Great work! I found some time to test the revised driver this
evening, and I came up with the following proposed changes:
1) ActiveSync RNDIS devices don't have the USB_CDC_HEADER, so I had to
change the ActiveSync-specific checks in usbnet_generic_cdc_bind to
ignore cdc_state.info. Tested and works just fine (it's not used
anywhere in the code as far as I can tell).
Patch (attached): linux-2.6.19-git-cdc_ether-rndis-ignore-header.patch
2) It turns out there aren't any batched IN packets as I said earlier.

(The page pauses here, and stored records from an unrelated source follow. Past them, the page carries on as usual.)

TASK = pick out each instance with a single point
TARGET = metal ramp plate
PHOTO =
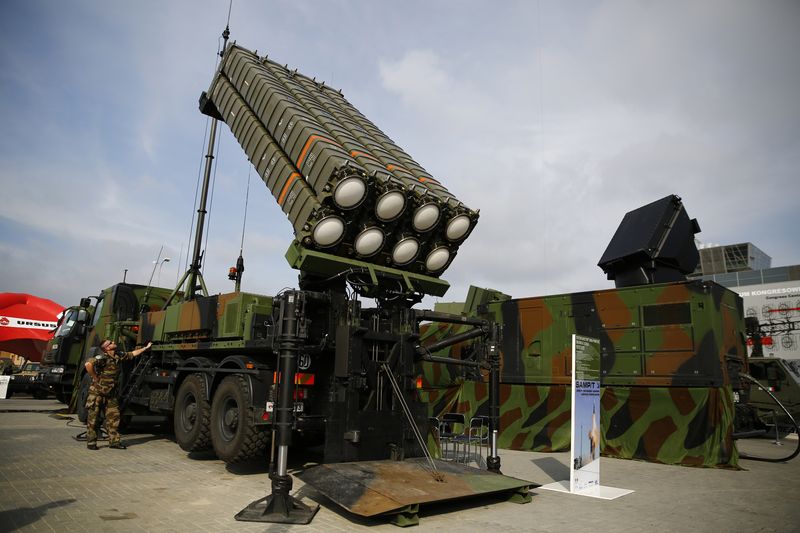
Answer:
(371, 488)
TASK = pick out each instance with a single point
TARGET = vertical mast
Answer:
(193, 276)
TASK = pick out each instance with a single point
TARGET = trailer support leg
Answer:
(280, 506)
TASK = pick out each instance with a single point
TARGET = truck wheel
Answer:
(192, 414)
(83, 393)
(233, 434)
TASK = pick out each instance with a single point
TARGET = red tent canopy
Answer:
(26, 324)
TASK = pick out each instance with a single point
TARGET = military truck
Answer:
(233, 371)
(80, 328)
(27, 381)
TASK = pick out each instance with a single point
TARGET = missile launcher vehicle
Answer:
(235, 372)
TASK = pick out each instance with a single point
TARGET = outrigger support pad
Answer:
(280, 507)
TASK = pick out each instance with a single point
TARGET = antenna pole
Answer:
(197, 257)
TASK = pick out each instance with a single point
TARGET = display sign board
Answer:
(585, 449)
(4, 380)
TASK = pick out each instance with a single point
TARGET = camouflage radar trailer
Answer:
(672, 353)
(238, 371)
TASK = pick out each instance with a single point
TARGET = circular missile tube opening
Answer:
(426, 217)
(405, 251)
(369, 242)
(390, 205)
(457, 227)
(437, 259)
(328, 231)
(350, 192)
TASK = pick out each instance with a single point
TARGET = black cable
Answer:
(796, 428)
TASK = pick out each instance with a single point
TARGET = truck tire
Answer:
(83, 393)
(234, 436)
(192, 414)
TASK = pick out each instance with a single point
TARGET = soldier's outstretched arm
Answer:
(90, 369)
(136, 353)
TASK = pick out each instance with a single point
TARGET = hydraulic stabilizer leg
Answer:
(281, 506)
(493, 348)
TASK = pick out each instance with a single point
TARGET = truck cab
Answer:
(65, 349)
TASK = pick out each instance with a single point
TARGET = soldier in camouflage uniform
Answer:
(104, 370)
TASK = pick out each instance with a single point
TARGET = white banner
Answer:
(585, 449)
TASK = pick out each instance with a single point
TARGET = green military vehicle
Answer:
(672, 353)
(81, 327)
(26, 381)
(781, 378)
(234, 370)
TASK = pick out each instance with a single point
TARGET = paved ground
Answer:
(50, 482)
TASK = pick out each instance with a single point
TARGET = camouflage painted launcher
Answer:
(347, 189)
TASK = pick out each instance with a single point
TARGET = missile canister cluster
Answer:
(347, 189)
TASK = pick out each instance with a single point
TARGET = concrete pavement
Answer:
(50, 482)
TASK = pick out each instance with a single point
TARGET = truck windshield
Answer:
(67, 323)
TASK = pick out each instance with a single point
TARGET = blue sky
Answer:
(552, 118)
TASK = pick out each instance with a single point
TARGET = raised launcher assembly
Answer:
(653, 244)
(355, 199)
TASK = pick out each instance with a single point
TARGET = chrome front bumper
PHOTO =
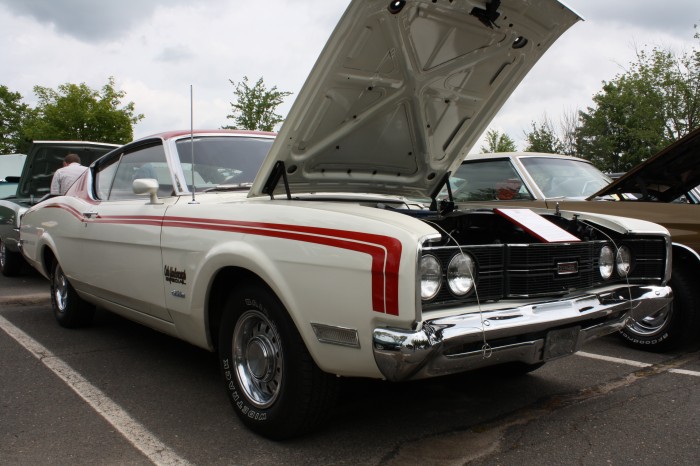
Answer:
(530, 334)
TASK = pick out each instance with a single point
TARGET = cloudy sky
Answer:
(156, 49)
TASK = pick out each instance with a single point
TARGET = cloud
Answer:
(89, 20)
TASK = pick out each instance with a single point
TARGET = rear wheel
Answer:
(70, 310)
(10, 262)
(672, 326)
(273, 383)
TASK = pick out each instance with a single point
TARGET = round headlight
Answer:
(606, 262)
(623, 261)
(430, 276)
(460, 274)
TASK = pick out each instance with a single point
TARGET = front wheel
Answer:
(273, 383)
(69, 309)
(10, 262)
(672, 326)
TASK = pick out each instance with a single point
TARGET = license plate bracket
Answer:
(561, 342)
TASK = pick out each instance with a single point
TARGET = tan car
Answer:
(663, 190)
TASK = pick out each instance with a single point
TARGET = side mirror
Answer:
(147, 186)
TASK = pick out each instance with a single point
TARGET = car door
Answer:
(123, 230)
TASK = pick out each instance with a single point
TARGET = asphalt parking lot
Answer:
(118, 393)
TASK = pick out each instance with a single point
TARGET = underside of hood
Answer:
(402, 91)
(664, 177)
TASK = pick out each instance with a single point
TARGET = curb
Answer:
(26, 300)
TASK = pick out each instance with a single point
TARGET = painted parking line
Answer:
(140, 437)
(630, 362)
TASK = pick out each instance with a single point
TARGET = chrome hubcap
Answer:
(652, 324)
(257, 351)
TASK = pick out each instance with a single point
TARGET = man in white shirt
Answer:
(66, 176)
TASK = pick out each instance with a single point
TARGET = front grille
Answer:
(529, 270)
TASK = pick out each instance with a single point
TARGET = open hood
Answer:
(402, 91)
(664, 177)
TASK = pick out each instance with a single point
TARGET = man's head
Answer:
(71, 158)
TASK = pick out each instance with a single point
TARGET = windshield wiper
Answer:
(230, 187)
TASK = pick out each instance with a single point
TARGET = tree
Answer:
(13, 114)
(543, 138)
(497, 142)
(77, 112)
(642, 110)
(254, 108)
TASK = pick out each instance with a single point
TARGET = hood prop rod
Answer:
(446, 206)
(278, 171)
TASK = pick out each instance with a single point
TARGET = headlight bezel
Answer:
(457, 261)
(606, 262)
(623, 265)
(429, 260)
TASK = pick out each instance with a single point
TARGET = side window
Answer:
(105, 176)
(144, 162)
(489, 180)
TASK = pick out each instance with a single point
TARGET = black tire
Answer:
(10, 262)
(673, 326)
(273, 383)
(69, 309)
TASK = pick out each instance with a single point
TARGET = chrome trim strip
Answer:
(434, 349)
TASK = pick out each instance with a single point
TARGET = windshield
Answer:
(222, 160)
(487, 180)
(568, 178)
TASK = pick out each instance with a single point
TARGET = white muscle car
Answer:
(299, 258)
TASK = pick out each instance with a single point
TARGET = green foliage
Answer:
(254, 108)
(543, 139)
(497, 142)
(13, 114)
(642, 110)
(77, 112)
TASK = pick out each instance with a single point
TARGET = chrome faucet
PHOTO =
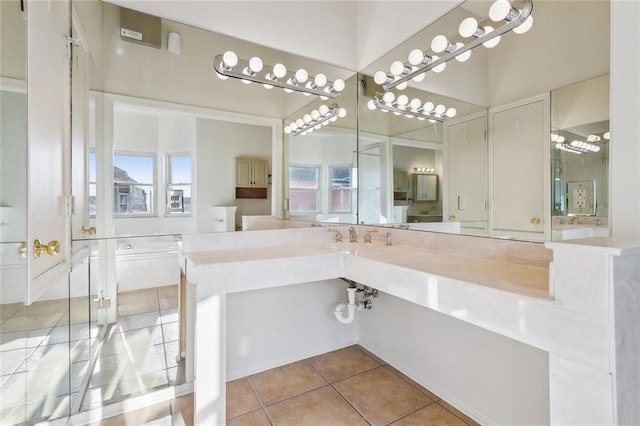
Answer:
(367, 236)
(353, 237)
(338, 234)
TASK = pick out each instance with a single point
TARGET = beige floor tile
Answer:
(381, 396)
(433, 414)
(182, 410)
(240, 398)
(343, 363)
(459, 413)
(138, 301)
(138, 417)
(254, 418)
(286, 381)
(322, 406)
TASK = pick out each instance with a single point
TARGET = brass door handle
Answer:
(88, 231)
(52, 248)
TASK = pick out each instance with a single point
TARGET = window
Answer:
(92, 183)
(304, 189)
(340, 199)
(133, 184)
(178, 184)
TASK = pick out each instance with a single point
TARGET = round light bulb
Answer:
(439, 43)
(255, 64)
(525, 26)
(302, 75)
(396, 68)
(494, 41)
(463, 57)
(338, 85)
(416, 56)
(320, 80)
(380, 77)
(230, 58)
(388, 98)
(499, 10)
(279, 70)
(468, 27)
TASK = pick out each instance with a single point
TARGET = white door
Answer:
(48, 107)
(466, 180)
(520, 167)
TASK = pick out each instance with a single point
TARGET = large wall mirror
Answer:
(493, 159)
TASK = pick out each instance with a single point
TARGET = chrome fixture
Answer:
(338, 234)
(367, 236)
(227, 64)
(353, 236)
(315, 120)
(517, 17)
(410, 109)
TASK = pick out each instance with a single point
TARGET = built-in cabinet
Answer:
(519, 161)
(251, 178)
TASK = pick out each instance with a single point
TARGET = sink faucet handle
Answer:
(367, 235)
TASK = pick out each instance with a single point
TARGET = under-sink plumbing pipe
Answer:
(350, 306)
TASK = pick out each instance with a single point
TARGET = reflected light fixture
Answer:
(415, 108)
(315, 120)
(229, 65)
(516, 17)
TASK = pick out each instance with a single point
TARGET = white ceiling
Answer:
(346, 33)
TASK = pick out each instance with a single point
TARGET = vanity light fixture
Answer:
(315, 120)
(516, 17)
(414, 108)
(229, 65)
(423, 170)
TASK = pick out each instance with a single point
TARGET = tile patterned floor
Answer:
(344, 387)
(138, 356)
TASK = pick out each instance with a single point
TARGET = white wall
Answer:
(218, 144)
(268, 328)
(535, 62)
(492, 378)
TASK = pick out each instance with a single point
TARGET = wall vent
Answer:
(138, 27)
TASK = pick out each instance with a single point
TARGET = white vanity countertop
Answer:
(518, 278)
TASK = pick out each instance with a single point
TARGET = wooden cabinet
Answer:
(251, 178)
(520, 172)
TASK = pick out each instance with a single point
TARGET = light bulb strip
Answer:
(381, 104)
(526, 10)
(325, 91)
(332, 112)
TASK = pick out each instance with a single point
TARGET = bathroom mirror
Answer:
(561, 48)
(580, 158)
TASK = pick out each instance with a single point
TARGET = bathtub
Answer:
(145, 262)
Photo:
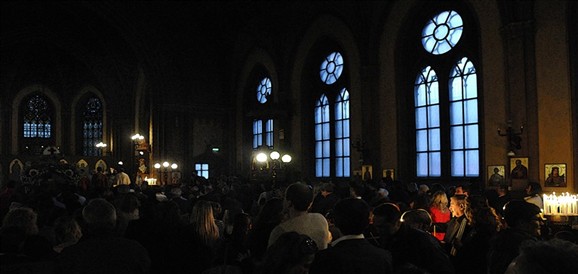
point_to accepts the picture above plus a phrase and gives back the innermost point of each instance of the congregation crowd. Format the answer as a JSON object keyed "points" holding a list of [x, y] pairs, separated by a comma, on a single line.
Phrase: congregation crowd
{"points": [[226, 225]]}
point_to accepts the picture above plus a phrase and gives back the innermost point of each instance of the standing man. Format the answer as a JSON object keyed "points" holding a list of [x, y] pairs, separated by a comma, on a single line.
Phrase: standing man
{"points": [[352, 253], [122, 178], [298, 199]]}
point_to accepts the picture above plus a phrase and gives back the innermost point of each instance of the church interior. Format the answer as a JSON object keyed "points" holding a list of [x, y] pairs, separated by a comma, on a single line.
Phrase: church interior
{"points": [[425, 91]]}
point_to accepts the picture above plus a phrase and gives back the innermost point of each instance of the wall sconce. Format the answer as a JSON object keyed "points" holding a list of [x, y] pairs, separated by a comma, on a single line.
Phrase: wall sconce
{"points": [[270, 164], [514, 138], [102, 146]]}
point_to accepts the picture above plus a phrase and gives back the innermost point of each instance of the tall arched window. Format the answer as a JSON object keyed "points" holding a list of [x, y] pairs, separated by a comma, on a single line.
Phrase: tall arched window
{"points": [[92, 127], [263, 128], [322, 138], [446, 101], [37, 118], [332, 140], [37, 122]]}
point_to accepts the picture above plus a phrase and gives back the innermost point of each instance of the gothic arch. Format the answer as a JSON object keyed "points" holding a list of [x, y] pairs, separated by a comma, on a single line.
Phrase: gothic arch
{"points": [[16, 119], [258, 57], [325, 28], [79, 98]]}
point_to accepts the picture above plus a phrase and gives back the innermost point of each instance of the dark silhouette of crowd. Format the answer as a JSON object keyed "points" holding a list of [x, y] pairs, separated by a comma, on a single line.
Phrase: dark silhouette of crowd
{"points": [[228, 225]]}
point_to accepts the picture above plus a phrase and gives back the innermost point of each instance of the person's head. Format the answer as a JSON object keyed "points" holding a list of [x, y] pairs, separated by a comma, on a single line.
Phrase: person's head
{"points": [[544, 257], [356, 188], [99, 213], [524, 216], [23, 218], [417, 218], [555, 171], [458, 205], [271, 212], [292, 253], [423, 189], [503, 190], [67, 230], [203, 222], [440, 200], [298, 196], [463, 189], [533, 188], [351, 216]]}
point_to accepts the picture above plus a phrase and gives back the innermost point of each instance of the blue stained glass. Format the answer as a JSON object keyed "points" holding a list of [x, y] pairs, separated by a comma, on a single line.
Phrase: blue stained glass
{"points": [[318, 149], [458, 163], [339, 167], [420, 118], [326, 133], [434, 139], [434, 116], [331, 68], [456, 113], [325, 167], [471, 133], [471, 111], [338, 129], [422, 164], [264, 90], [326, 149], [472, 163], [339, 147], [442, 33], [421, 140], [457, 137], [435, 164]]}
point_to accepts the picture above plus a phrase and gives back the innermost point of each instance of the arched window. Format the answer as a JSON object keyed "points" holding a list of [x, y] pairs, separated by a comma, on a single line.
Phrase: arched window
{"points": [[342, 139], [263, 128], [92, 127], [446, 101], [332, 137], [37, 118], [322, 138]]}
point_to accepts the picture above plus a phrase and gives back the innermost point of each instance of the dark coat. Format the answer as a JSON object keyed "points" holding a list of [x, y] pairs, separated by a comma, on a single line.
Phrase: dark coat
{"points": [[104, 253], [352, 256], [418, 248]]}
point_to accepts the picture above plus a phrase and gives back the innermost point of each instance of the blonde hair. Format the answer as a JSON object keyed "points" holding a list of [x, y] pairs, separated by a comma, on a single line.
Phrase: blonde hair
{"points": [[463, 202], [440, 201], [203, 222]]}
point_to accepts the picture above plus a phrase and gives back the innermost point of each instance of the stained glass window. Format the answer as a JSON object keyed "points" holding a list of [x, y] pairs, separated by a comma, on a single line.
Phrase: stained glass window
{"points": [[202, 170], [342, 140], [427, 124], [322, 138], [92, 130], [37, 121], [331, 68], [463, 89], [264, 90], [442, 32]]}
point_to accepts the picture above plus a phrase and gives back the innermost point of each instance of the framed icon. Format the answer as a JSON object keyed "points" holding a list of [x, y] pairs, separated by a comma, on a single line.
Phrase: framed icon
{"points": [[496, 175], [519, 168], [555, 175]]}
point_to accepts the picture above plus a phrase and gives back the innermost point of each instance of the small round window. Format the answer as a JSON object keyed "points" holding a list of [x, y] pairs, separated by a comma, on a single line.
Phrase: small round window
{"points": [[442, 32], [331, 68], [264, 90]]}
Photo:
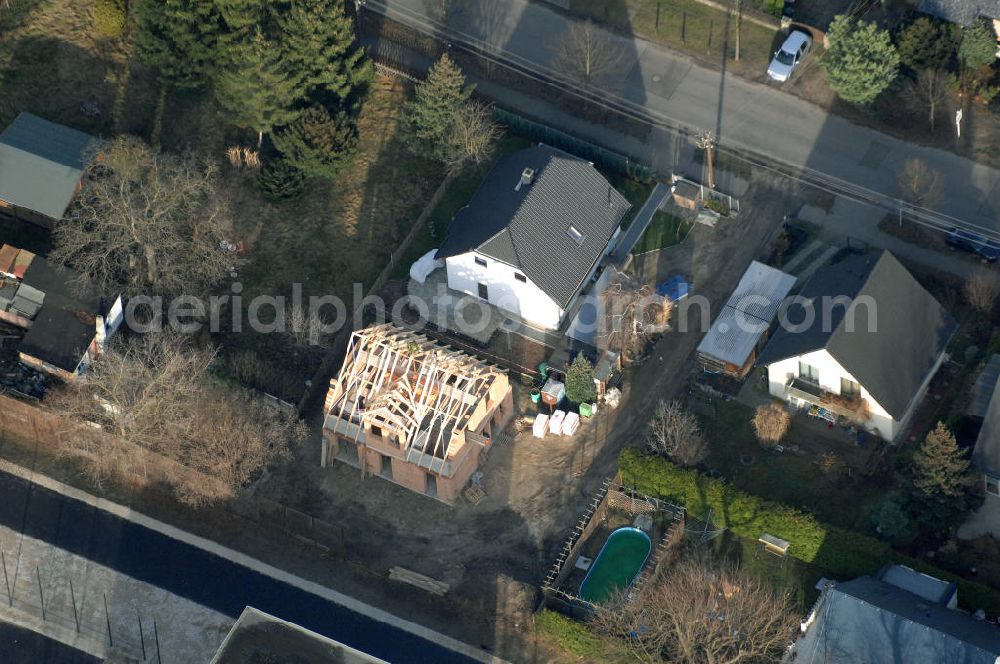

After debugging this issue further I discovered that RNDIS_MSG_INIT's
MaxTransferSize, sent by the host, is the value that
usbnet.rx_urb_size should be set to. If this is set to something lower
the device will (obviously) prepare larger URB payloads than what we
expect, and thus we'll fetch partial ones. This results in horrible
performance and makes the device stop responding after attempting a
few transfers.
Patch (attached): linux-2.6.19-git-rndis_host-rx_usb_size-fix.patch
3) To better mimic the Windows driver's behavior I changed
CONTROL_BUFFER_SIZE from 1024 to 1025 bytes. It's highly unlikely that
any devices actually discriminate on this, it just makes for less
differences when comparing the two drivers' traffic. I also lowered
the control timeout from 10 to 5 seconds, though on second thought it
would probably make more sense to have the driver set this depending
on whether it's an ActiveSync device or not (RNDIS 1.0 vs RNDIS
post-1.0).
I also removed the list of curious issues from one of the comments as
it's not currently known exactly what causes those other devices to
not work, as I've proven myself wrong on every single one of my
earlier assumptions.
After writing a userspace network driver, usb-rndis-ng [1], for the
ActiveSync RNDIS devices, not doing anything special at all, one of
the devices not working with rndis_host just worked (without correct
peripheral alignment, keepalives, using the status endpoint, etc.).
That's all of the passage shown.